Nursing home project stalls
If Brad Goodrich doesn’t have building plans to the city by then, the city could issue a raze or repair order and then demolish the building, Gale Price of the community development department said.
“That’s really serious stuff,” Price said. “We want to see a successful project here, but at this point, we’re very concerned about (Goodrich’s) ability to pull this project off.”
The plan commission in June 2007 granted Goodrich a conditional-use permit to build an assisted-living facility in the former Mercy Manor at 119 S. Parker Drive.
The project was to take place within the former Mercy Manor and the hall part of the former YWCA.
Goodrich owns most of the property on the block, including the adjacent historic Lovejoy Manor.
Goodrich has done some demolition at Mercy Manor, and the building is basically gutted, Price said.
Price said he understands that Goodrich has yet to get financing for the project, and the architect has put a lien on the property.
Price said he has heard nothing from Goodrich since he sent a letter March 30.
In the letter, Price wrote that approval for the project can be revoked if construction activities cease.
“The plans have been repossessed by your architect, and you need to address that matter before the plans can be resubmitted and finally approved,” Price wrote to Goodrich.
Meanwhile, the site remains in disrepair, and many neighbors describe it as looking like a “war zone,” Price said.
“I feel their pain,” Price said in an interview. “This has just drug on and on, and it’s very frustrating. We want to see a project. I know they want to see a project. But can (Goodrich) pull it off?”
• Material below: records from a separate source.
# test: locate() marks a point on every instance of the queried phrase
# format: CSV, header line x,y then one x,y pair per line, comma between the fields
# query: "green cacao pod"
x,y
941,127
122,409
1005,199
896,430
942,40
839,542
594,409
The city gave Goodrich 30 days to:
-- Get financing for the project.
-- Resolve the lien with the architect.
-- Submit building plans for the final review and approval.
-- Get a building permit.
-- Continue construction.
If that is not done by Thursday, Price said the city could require Goodrich to resubmit the project to the plan commission for another conditional-use permit.
“If that is done, I would anticipate significant debate regarding the project as it relates to your track record and your relationship with the neighborhood,” Price said. “I unfortunately would not anticipate the support that you had previously with the plan commission.”
“In summary, the city has been very patient with this project, and I would have to describe the neighbors as being even more patient than staff,” Price said.
“It is imperative that you proceed on this project in the next 30 days, or otherwise the city will have to assume the project is dead and the buildings will need (to be) removed.”
Goodrich could not be reached despite numerous attempts.